Researchers: Killer Whales Stress Narwhals Just by Being in the Neighborhood

age fotostock / Alamy Stock PhotoThe narwhal tusk is a canine tooth. A male's tusk grows throughout its life, reaching lengths from about 4 feet, 11 inches, to 10 feet, 2 inches. The tusk is hollow and weighs around 22 pounds.
Due to climate change and warming, orcas (Orcinus orca) are moving into previously inaccessible parts of the Arctic or moving in sooner and staying longer due to ice melt — and that is having an impact on narwhals (Monodon monoceros) and most likely their closest living relatives, belugas (Delphinapterus leucas), as well as other whales and seals. The narwhals are completely stressed by the presence of the orcas, say the researchers who used tracking tags to follow a pod of killer whales and several narwhals over an 18-day period in Admiralty Inlet on the northern end of Baffin Island. The time period — during the Arctic summer — is when several thousand narwhals gather to feed and raise their young in relative safety. Narwhals live year-round in the Arctic waters around Greenland, Canada, and Russia.
Extensive year-round sea ice once limited the number of killer whales in the region. As the ice melts due to global warming, say the scientists, the killer whales arrive earlier, stay later, and are found in greater numbers. The orcas hunt like a pack of wolves, and their presence can be unnerving to their prey, including narwhals, according to the research.

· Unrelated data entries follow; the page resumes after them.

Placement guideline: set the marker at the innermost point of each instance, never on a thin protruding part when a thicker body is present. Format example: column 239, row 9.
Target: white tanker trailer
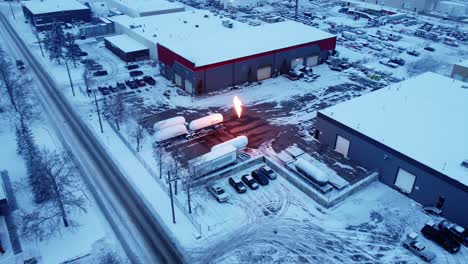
column 170, row 132
column 206, row 122
column 239, row 143
column 178, row 120
column 311, row 171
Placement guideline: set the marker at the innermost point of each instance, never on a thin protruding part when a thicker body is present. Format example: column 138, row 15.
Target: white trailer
column 213, row 160
column 239, row 143
column 206, row 122
column 170, row 133
column 311, row 171
column 178, row 120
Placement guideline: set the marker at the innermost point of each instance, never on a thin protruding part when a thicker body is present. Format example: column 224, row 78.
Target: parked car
column 135, row 73
column 457, row 232
column 431, row 232
column 20, row 65
column 238, row 185
column 412, row 244
column 132, row 66
column 149, row 80
column 249, row 181
column 429, row 48
column 218, row 193
column 100, row 73
column 413, row 53
column 260, row 177
column 269, row 172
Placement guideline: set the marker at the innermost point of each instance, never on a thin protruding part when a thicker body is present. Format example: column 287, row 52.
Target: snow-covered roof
column 200, row 37
column 424, row 118
column 149, row 6
column 125, row 43
column 49, row 6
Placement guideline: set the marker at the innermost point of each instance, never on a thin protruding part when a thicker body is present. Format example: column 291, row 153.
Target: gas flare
column 237, row 106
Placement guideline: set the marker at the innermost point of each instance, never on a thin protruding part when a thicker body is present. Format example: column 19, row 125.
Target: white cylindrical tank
column 170, row 132
column 205, row 122
column 239, row 143
column 178, row 120
column 311, row 171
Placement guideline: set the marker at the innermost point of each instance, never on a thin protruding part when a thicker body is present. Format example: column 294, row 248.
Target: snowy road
column 140, row 232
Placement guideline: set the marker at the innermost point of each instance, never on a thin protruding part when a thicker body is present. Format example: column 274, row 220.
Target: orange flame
column 237, row 106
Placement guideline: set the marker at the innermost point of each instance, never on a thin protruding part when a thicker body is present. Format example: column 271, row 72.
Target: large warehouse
column 126, row 48
column 42, row 14
column 222, row 53
column 138, row 8
column 414, row 133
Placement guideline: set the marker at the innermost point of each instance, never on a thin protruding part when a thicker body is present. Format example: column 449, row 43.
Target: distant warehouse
column 126, row 48
column 42, row 14
column 414, row 133
column 202, row 52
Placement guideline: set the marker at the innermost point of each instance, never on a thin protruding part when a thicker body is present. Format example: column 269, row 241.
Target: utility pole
column 69, row 77
column 97, row 109
column 169, row 181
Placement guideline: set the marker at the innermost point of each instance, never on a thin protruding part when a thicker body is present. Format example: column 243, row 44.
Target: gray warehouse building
column 414, row 133
column 42, row 14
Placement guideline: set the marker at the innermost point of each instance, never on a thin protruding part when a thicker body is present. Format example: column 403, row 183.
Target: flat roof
column 49, row 6
column 126, row 43
column 424, row 118
column 200, row 37
column 142, row 6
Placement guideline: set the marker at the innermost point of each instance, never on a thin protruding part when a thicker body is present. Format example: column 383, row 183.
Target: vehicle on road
column 431, row 232
column 269, row 172
column 414, row 245
column 135, row 73
column 238, row 185
column 218, row 193
column 249, row 181
column 260, row 177
column 20, row 65
column 149, row 80
column 457, row 232
column 100, row 73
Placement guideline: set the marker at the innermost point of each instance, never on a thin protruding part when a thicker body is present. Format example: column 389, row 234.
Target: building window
column 342, row 145
column 405, row 181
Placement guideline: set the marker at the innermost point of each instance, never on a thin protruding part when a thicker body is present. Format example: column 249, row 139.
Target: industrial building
column 460, row 71
column 139, row 8
column 202, row 52
column 126, row 48
column 42, row 14
column 414, row 134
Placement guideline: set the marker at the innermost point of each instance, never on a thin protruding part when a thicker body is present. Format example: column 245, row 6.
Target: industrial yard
column 179, row 124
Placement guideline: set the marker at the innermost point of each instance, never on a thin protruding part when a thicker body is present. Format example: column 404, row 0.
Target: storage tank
column 205, row 122
column 178, row 120
column 239, row 143
column 170, row 132
column 311, row 171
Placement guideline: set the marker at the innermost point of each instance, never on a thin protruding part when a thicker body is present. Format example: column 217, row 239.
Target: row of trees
column 52, row 177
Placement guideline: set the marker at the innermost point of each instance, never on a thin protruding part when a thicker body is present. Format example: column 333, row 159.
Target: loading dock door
column 264, row 73
column 342, row 145
column 312, row 61
column 178, row 80
column 405, row 181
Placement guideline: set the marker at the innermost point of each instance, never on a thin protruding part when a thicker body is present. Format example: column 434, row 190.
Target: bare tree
column 114, row 108
column 60, row 175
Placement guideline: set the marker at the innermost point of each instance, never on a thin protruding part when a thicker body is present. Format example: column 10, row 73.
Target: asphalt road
column 142, row 235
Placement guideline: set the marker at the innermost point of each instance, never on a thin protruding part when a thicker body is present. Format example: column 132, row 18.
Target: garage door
column 188, row 86
column 405, row 181
column 295, row 62
column 178, row 80
column 342, row 145
column 312, row 61
column 263, row 73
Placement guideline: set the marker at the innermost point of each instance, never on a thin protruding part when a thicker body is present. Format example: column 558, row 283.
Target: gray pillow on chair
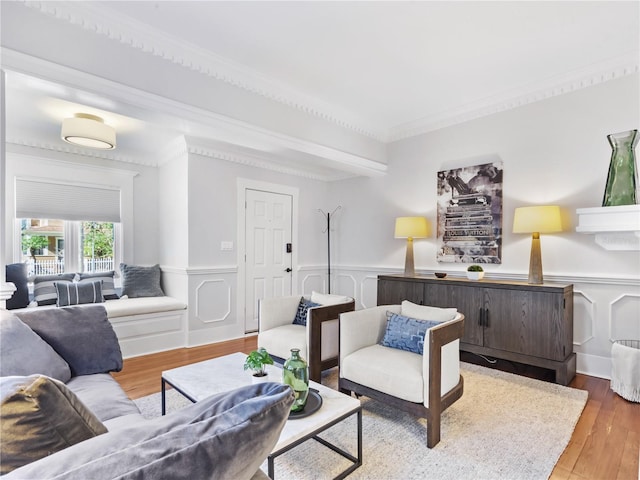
column 139, row 281
column 82, row 335
column 23, row 352
column 225, row 436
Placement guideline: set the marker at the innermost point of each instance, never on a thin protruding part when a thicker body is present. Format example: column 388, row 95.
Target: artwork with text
column 470, row 214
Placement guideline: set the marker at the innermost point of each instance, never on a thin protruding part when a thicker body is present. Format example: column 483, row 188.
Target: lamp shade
column 411, row 227
column 88, row 130
column 540, row 219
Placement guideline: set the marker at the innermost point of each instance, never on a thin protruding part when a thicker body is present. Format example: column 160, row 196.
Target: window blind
column 43, row 199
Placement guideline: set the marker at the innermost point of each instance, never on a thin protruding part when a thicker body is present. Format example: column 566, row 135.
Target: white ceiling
column 391, row 69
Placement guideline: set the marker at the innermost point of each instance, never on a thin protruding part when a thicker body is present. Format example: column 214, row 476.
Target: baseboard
column 594, row 365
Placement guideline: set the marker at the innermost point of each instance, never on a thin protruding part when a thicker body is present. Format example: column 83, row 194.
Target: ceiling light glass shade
column 541, row 219
column 411, row 227
column 88, row 131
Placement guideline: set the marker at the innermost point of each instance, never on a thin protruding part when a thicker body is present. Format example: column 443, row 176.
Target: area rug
column 505, row 426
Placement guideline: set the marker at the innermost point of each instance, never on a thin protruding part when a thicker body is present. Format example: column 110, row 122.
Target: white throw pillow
column 328, row 299
column 424, row 312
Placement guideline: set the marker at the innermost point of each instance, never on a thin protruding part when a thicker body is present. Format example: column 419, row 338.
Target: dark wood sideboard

The results of the research, “Sustained Disruption of Narwhal Habitat Use and Behavior in the Presence of Arctic Killer Whales,” were published in the Proceedings of the National Academy of Sciences. The “narwhals, one of many marine mammal species preyed on by killer whales, change their behavior substantially when they’re so much as sharing a fjord with killer whales,” note the study authors. “This kind of large, long-lasting behavioral change suggests that the mere presence of new predators changes ecosystems at a level previously unsuspected.”

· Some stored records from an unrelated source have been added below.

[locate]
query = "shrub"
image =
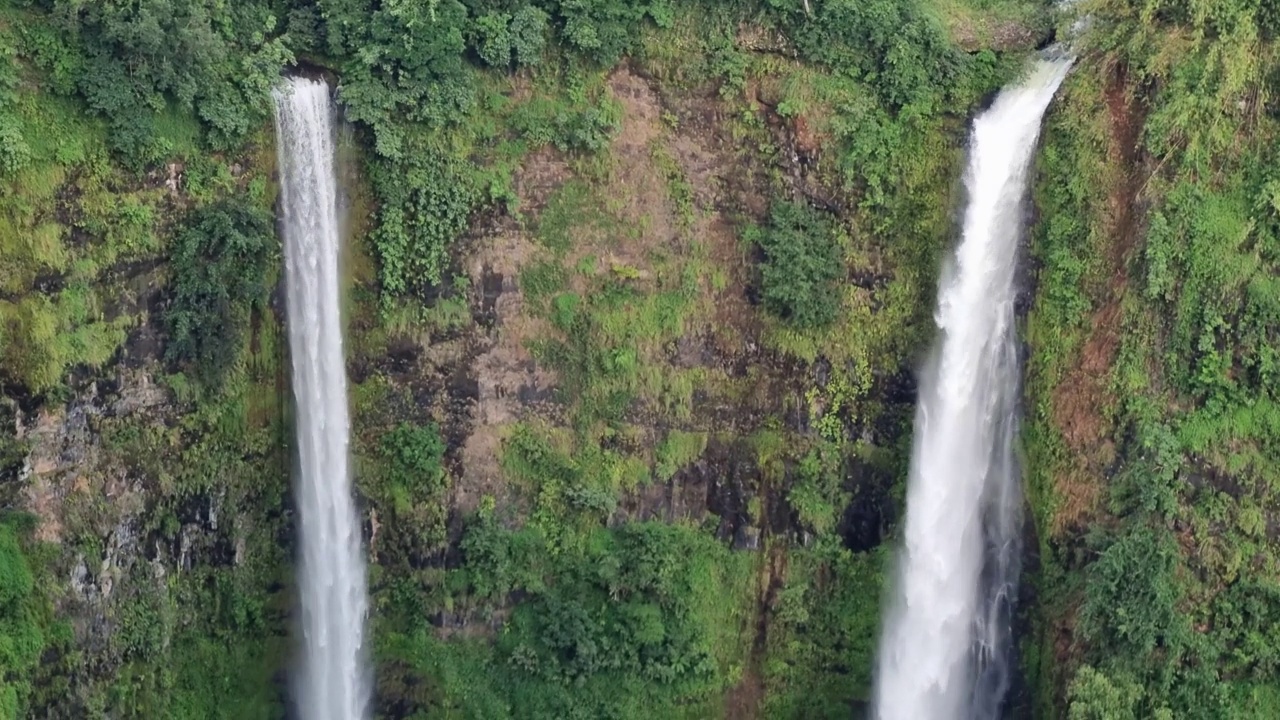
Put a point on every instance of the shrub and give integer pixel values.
(220, 263)
(801, 265)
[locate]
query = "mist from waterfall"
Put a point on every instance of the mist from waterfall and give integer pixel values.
(945, 651)
(333, 680)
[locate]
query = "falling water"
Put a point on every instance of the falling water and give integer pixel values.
(946, 643)
(333, 683)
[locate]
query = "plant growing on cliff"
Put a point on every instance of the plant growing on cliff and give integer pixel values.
(21, 638)
(220, 263)
(801, 264)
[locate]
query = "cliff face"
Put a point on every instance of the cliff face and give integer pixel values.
(630, 346)
(1150, 388)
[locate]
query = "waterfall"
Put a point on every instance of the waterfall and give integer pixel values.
(946, 643)
(333, 683)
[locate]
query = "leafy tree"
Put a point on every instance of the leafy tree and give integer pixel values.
(1132, 597)
(133, 57)
(1095, 696)
(803, 265)
(21, 637)
(220, 263)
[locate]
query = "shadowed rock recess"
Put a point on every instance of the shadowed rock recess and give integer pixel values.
(634, 299)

“I think the narwhal are scared to death,” Steve Ferguson, of Canada’s Department of Fisheries and Oceans, told the Canadian Press. Ferguson is a co-author of the paper. “Watching your brother or sister or mother get killed and eaten by a killer whale would cause a little post-traumatic stress in most of us.”
While most other research focuses on what the predators are eating and in what number, this research looked at the behavior of the narwhals when the orcas were nearby. When killer whales weren’t around, the narwhals hunted prey fish between two and six miles from shore. But when the orcas were anywhere in the inlet, the narwhals huddled within 1,000 feet of shore.
Ferguson says the research may upend previous theories on environmental change.
“Most traditional science views changes to occur from the bottom up – the food supply changes and it ripples its way up the food web,” said Ferguson. “A few of us believe the changes can happen from the top down and be just as significant.”
“Given current reductions in sea ice and increases in Arctic killer whale sightings, killer whales have the potential to reshape Arctic marine mammal distributions and behavior,” the study authors concluded. “Second and of more general importance, predators have the potential to strongly affect movement behavior of tracked marine animals. Understanding predator effects may be as or more important than relating movement behavior to resource distribution or bottom-up drivers traditionally included in analyses of marine animal tracking data."
It’s not clear what this actually means for the narwhals' health, and researchers say more research is needed on this topic.